7. Your favorite type bully, amstaff, apbt, pockets, xl, ect
I love apbts, but I have a soft spot for a cute bully like my tay tay.

8. Your favorite color dog, I know it's the icing on the cake but still.
My favorite color used to be white cuz my first babies were white, but MY 
new favorite is Blue, my kaos is just so cute to me.


----------



## teasha (Aug 3, 2010)

*1. How did you get your screen name here on gopitbull?
It's my name 
2. Your horoscope sign (yeah I know some don't believe but play along)
Leo
3. Your gender and age
F 31
4. What interest you other than pits
ALL animals, pastel painting, animal rescue, fostering, birds, cats
5. Any talents
Pastel painting
6. Kids
2 boys both boys 11 and 12
7. Your favorite type bully, amstaff, apbt, pockets, xl, ect
APBT
8. Your favorite color dog, I know it's the icing on the cake but still.
Same as my Quinton, see avatar*


----------



## MISSAPBT (May 10, 2009)

1. How did you get your screen name here on gopitbull?
I am like the crazy cat lady, but with pitbulls, so thought this would suit

2. Your horoscope sign (yeah I know some don't believe but play along)
Libra

3. Your gender and age
F 21

4. What interest you other than pits
Tattoo's, Whiskey haha, and Rotarys

6. Kids
Naf

7. Your favorite type bully, amstaff, apbt, pockets, xl, ect
XL

8. Your favorite color dog, I know it's the icing on the cake but still.
Dont care, but if i had to pick, id say black, or tan black mask.


----------



## wild_deuce03 (Aug 14, 2010)

Am I the only guy to fill this out???!!! LOL!


----------



## aimee235 (Apr 29, 2007)

Maybe. There are not many guys here. lol.


----------



## BittersweetEmbrace (Feb 24, 2010)

aimee235 said:


> Maybe. There are not many guys here. lol.

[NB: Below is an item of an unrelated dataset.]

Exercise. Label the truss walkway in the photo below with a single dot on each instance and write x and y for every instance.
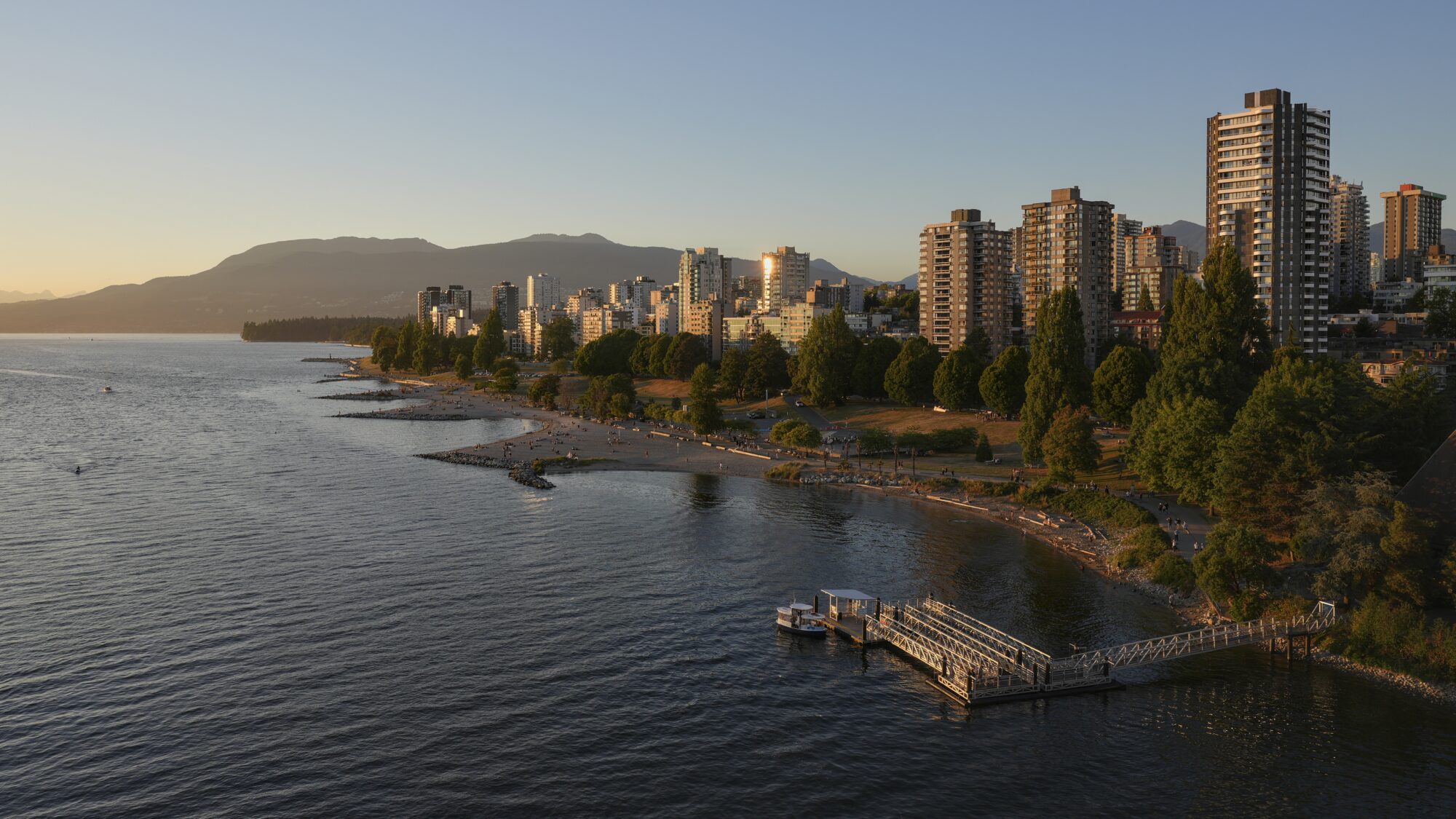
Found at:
(979, 663)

Yeah, the pibble is a girl's breed.
Nah just kidding :rofl:


----------



## aimee235 (Apr 29, 2007)

Hey Holly always says. "Pits are for chicks!"


----------



## MY MIKADO (Apr 7, 2006)

1. How did you get your screen name here on gopitbull?
Mikado was my first APBT and he was Mine.
2. Your horoscope sign (yeah I know some don't believe but play along)
Aquarius
3. Your gender and age
Female and I'm 42yrs old
4. What interest you other than pits
Lots of stuff, photograhpy, reading, wood carving, raising chickens, wildlife, birds watching, hay ( identifying different grasses), cultures, religions to name a few
5. Any talents
I'm a quick study, I read people, I know things that have not happened yet, I see spirits, 
6. Kids
One son Andreas he is 18yrs old
7. Your favorite type bully, amstaff, apbt, pockets, xl, ect
APBT
8. Your favorite color dog, I know it's the icing on the cake but still.
Black prefer a little white in them


----------



## william williamson (Feb 26, 2006)

1. How did you get your screen name here on gopitbull?
*I signed up several years ago,wasn't computer savy and put my name,as per request.i'm very good at following directions.I may kick and scream,yet I follow rules.*
2. Your horoscope sign (yeah I know some don't believe but play along)
*scorpio,and I am diligent about maintaining the "rep".*
3. Your gender and age
*male,50,an old construction worker 50.*
4. What interest you other than pits
*fishing,fighting,in or out of A controlled environment.pissed about being to old to MMA.I was one of those that used to fight way back in the day like Kimbo slice did.we fought at parks,warehouses,at street race events,etc.and now folks are allowed to do it on TV.they used to lock us up.being by myself,all alone.in nature,with my dogs.lived in costa rica and want to go back.I love reptiles,an old everglades rat.snake and gator hintin.very fast street bikes,drag racing,I love to write.I can take 3 words from someone and write A poem*
5. Any talents
*none,I can build anything with or without blue prints.work is not A talent!!!*
6. Kids
*1 son,25,1 daughter 21.*
7. Your favorite type bully, amstaff, apbt, pockets, xl, ect
*gamestyle pit bull,everything else is just a shadow of the hologram.*
8. Your favorite color dog, I know it's the icing on the cake but still.
I like white dogs with any color patched in.


----------



## coppermare (Jun 25, 2010)

Mikado....really like that name, wondering exactly how it's pronounced. Grass (hay) one thing that was scarce around here last year. And my horses think I'm bad making them eat bahai and not coastal bermuda..lol....Send me some Muhley grass....probably spelled wrong...sorry

MISSAPBT...whiskey? yuck..but hey if and when I drink it, it's straight, coke on the side. LOL...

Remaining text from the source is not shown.